We waited all day and half the night before we said our last good-byes and gave our last kisses. Reluctantly we left with broken hearts.
The real-world whirlwind began; plans were made, calls went out, photos were chosen to represent a man's entire life. Everyone responded with their love and support.
We were never alone. This huge extended family of relatives, friends and neighbors surrounded us as never before. It was incredible to think that Daddy had impacted so many lives that they made the effort to show their love and respect in such a tangible way.
The doors are shut now, the music is over, the sad emptiness continues. But we will get through these long days ahead. We knew we loved Daddy and now we know so many others did too. He is pain-free now, as our shattered hearts begin to mend the tiniest bit, leaving behind the scars.

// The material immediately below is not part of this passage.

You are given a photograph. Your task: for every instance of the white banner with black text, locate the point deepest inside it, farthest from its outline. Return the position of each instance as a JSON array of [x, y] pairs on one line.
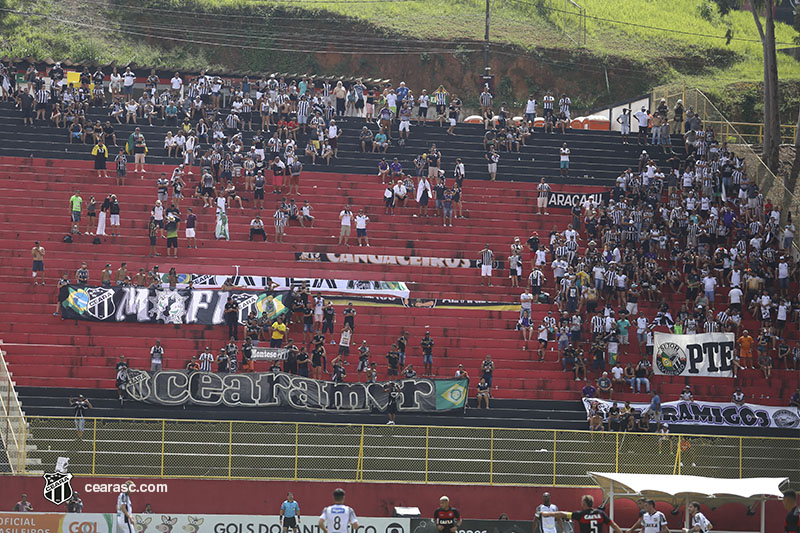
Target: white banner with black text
[[703, 354], [698, 413]]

My breath catches. It will never be the same. But I know he would want us to remember how we had laughed and loved, but he would also want us to find peace to move beyond, and to fill our own remaining days with living a life of loving and making everyone we see feel just as special as he had done to others.
His was a genuine gift, making people feel special and good about themselves. I am so thankful that I was blessed to be close to him and received that shared gift every day.